Concussions and repetitive head trauma in sports like football and boxing, once accepted as an unpleasant consequence of intense athletic competition, are now recognized as serious health threats. Of particular concern is the connection between head injuries and neurodegenerative diseases such as chronic traumatic encephalopathy, Alzheimer’s disease, and Parkinson’s disease, prompting sports governing bodies to adjust protective equipment and rules of play to minimize the risk.
Researchers at Tufts University and Oxford University have now uncovered mechanisms that may connect the dots between trauma event and the emergence of disease, pointing to latent viruses lurking in most of our brains that may be activated by the jolt, leading to inflammation and accumulating damage that can occur over the ensuing months and years. The results suggest the use of antiviral drugs as potential early preventive treatments post-head injury. The findings are published in a study in Science Signaling.
The microbiome — which includes many hundreds of bacterial species that inhabit our bodies — provides aid in digestion, immune system development, and protection against harmful pathogens. But the microbiome also includes dozens of viruses that swarm within our bodies at any given time. Some of these can be potentially harmful, but simply lie dormant within our cells. Herpes simplex virus 1 (HSV-1), found in over 80% of people, and varicella-zoster virus, found in 95% of people, are known to make their way into the brain and sleep within our neurons and glial cells.
Dana Cairns, research associate in the Department of Biomedical Engineering at Tufts University and lead author of the study, had found evidence in earlier studies suggesting that activation of HSV-1 from its dormant state triggers the signature symptoms of Alzheimer’s disease in lab models of brain tissue — amyloid plaques, neuronal loss, inflammations, and diminished neural network functionality.
“In that study, another virus — varicella — created the inflammatory conditions that activated HSV-1,” said Cairns. “We thought, what would happen if we subjected the brain tissue model to a physical disruption, something akin to a concussion? Would HSV-1 wake up and start the process of neurodegeneration?”
The link between HSV-1 and Alzheimer’s disease was first suggested by co-author Ruth Itzhaki, Visiting Professorial Fellow at Oxford University, who over 30 years ago identified the virus in a high proportion of brains from the elderly population. Her subsequent studies suggested that the virus can be reactivated in the brain from a latent state by events such as stress or immunosuppression, ultimately leading to neuronal damage. In the current study, the researchers used a lab model that reconstructs the environment of the brain to better understand how concussions may set off the first stages of virus reactivation and neurodegeneration.
The brain tissue model consists of a 6mm wide donut-shaped sponge-like material made of silk protein and collagen, suffused with neural stem cells, which are then coaxed into mature neurons, growing axons and dendrite extensions and forming a network. Glial cells also emerge from the stem cells to help mimic the brain environment and nurture the neurons. The neurons communicate with each other through their extensions similarly to how they would communicate in a brain. And just like cells in the brain, they can carry within them the DNA of dormant HSV-1 virus.

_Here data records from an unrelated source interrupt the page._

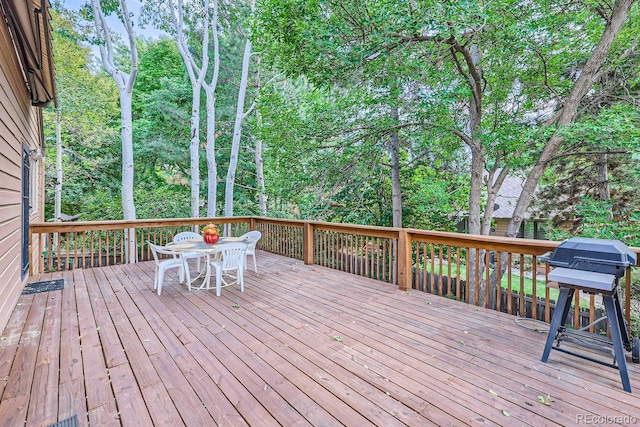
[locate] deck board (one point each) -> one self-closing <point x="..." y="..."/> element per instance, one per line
<point x="112" y="351"/>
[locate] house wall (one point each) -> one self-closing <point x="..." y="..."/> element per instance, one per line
<point x="20" y="125"/>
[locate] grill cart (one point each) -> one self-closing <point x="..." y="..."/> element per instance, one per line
<point x="593" y="266"/>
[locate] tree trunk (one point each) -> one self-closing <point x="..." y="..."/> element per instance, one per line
<point x="570" y="110"/>
<point x="210" y="91"/>
<point x="57" y="208"/>
<point x="473" y="59"/>
<point x="237" y="131"/>
<point x="396" y="188"/>
<point x="262" y="197"/>
<point x="212" y="167"/>
<point x="58" y="191"/>
<point x="196" y="77"/>
<point x="603" y="177"/>
<point x="194" y="151"/>
<point x="125" y="83"/>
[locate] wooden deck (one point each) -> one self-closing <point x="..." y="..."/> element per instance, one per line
<point x="303" y="345"/>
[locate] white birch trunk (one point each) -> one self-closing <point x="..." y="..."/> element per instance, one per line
<point x="57" y="208"/>
<point x="194" y="151"/>
<point x="124" y="82"/>
<point x="196" y="77"/>
<point x="212" y="167"/>
<point x="210" y="91"/>
<point x="262" y="197"/>
<point x="237" y="132"/>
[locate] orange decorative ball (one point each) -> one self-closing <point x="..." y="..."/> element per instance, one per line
<point x="211" y="238"/>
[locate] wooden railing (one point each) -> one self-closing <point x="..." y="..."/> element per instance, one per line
<point x="459" y="266"/>
<point x="102" y="243"/>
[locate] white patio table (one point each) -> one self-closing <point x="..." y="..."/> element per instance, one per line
<point x="199" y="245"/>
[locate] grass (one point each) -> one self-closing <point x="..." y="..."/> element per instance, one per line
<point x="527" y="282"/>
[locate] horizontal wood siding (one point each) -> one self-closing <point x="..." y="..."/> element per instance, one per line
<point x="20" y="123"/>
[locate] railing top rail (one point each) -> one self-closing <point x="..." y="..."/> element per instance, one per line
<point x="504" y="244"/>
<point x="62" y="227"/>
<point x="497" y="243"/>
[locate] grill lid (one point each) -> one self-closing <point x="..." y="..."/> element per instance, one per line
<point x="597" y="255"/>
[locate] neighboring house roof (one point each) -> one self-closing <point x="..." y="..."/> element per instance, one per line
<point x="508" y="197"/>
<point x="28" y="21"/>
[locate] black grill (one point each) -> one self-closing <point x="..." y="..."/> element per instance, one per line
<point x="594" y="266"/>
<point x="595" y="255"/>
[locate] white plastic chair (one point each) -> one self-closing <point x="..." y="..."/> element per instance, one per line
<point x="186" y="256"/>
<point x="253" y="236"/>
<point x="164" y="264"/>
<point x="231" y="258"/>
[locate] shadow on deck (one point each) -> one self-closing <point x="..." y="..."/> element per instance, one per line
<point x="303" y="345"/>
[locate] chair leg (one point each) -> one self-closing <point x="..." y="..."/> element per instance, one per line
<point x="218" y="281"/>
<point x="160" y="280"/>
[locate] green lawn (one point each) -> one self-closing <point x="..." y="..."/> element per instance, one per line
<point x="541" y="285"/>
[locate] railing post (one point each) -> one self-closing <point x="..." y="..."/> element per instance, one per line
<point x="307" y="243"/>
<point x="405" y="273"/>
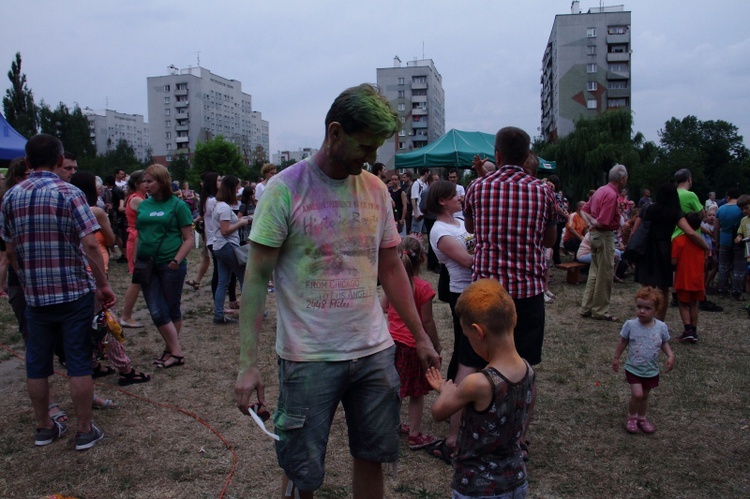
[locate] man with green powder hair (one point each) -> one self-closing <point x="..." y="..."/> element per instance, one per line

After enclosing the brain-like tissue in a cylinder and giving it a sudden jolt atop a piston, mimicking a concussion, Cairns examined the tissue under the microscope over time. Some of the tissue models had neurons with HSV-1, and some were virus-free. After the controlled blows, she observed that the infected cells showed re-activation of the virus, and shortly after that the signature markers of Alzheimer’s disease, including amyloid plaques, p-tau (a protein that creates fiber-like “tangles” in the brain), inflammation, dying neurons, and a proliferation of glial cells called gliosis.
More strikes with the pistons on the tissue models mimicking repetitive head injuries led to the same reactions, which were even more severe. Meanwhile, the cells without HSV-1 showed some gliosis, but none of the other markers of Alzheimer’s disease.
The results were a strong indicator that athletes suffering concussions could be triggering reactivation of latent infections in the brain that can lead to Alzheimer’s disease. Epidemiological studies have shown that multiple blows to the head can lead to doubling or even greater chances of having a neurodegenerative condition months or years down the line.
“This opens the question as to whether antiviral drugs or anti-inflammatory agents might be useful as early preventive treatments after head trauma to stop HSV-1 activation in its tracks, and lower the risk of Alzheimer’s disease,” said Cairns.
The problem goes far beyond the concerns for athletes. Traumatic brain injury is one of the most common causes of disability and death in adults, affecting about 69 million people worldwide each year, at an economic cost estimated at $400 billion annually.
“The brain tissue model takes us to another level in investigating these connections between injury, infection, and Alzheimer’s disease,” said David Kaplan, Stern Family Endowed Professor of Engineering at Tufts. “We can re-create normal tissue environments that look like the inside of a brain, track viruses, plaques, proteins, genetic activity, inflammation and even measure the level of signaling between neurons. There is a lot of epidemiological evidence about environmental and other links to the risk of Alzheimer’s. The tissue model will help us put that information on a mechanistic footing and provide a starting point for testing new drugs.”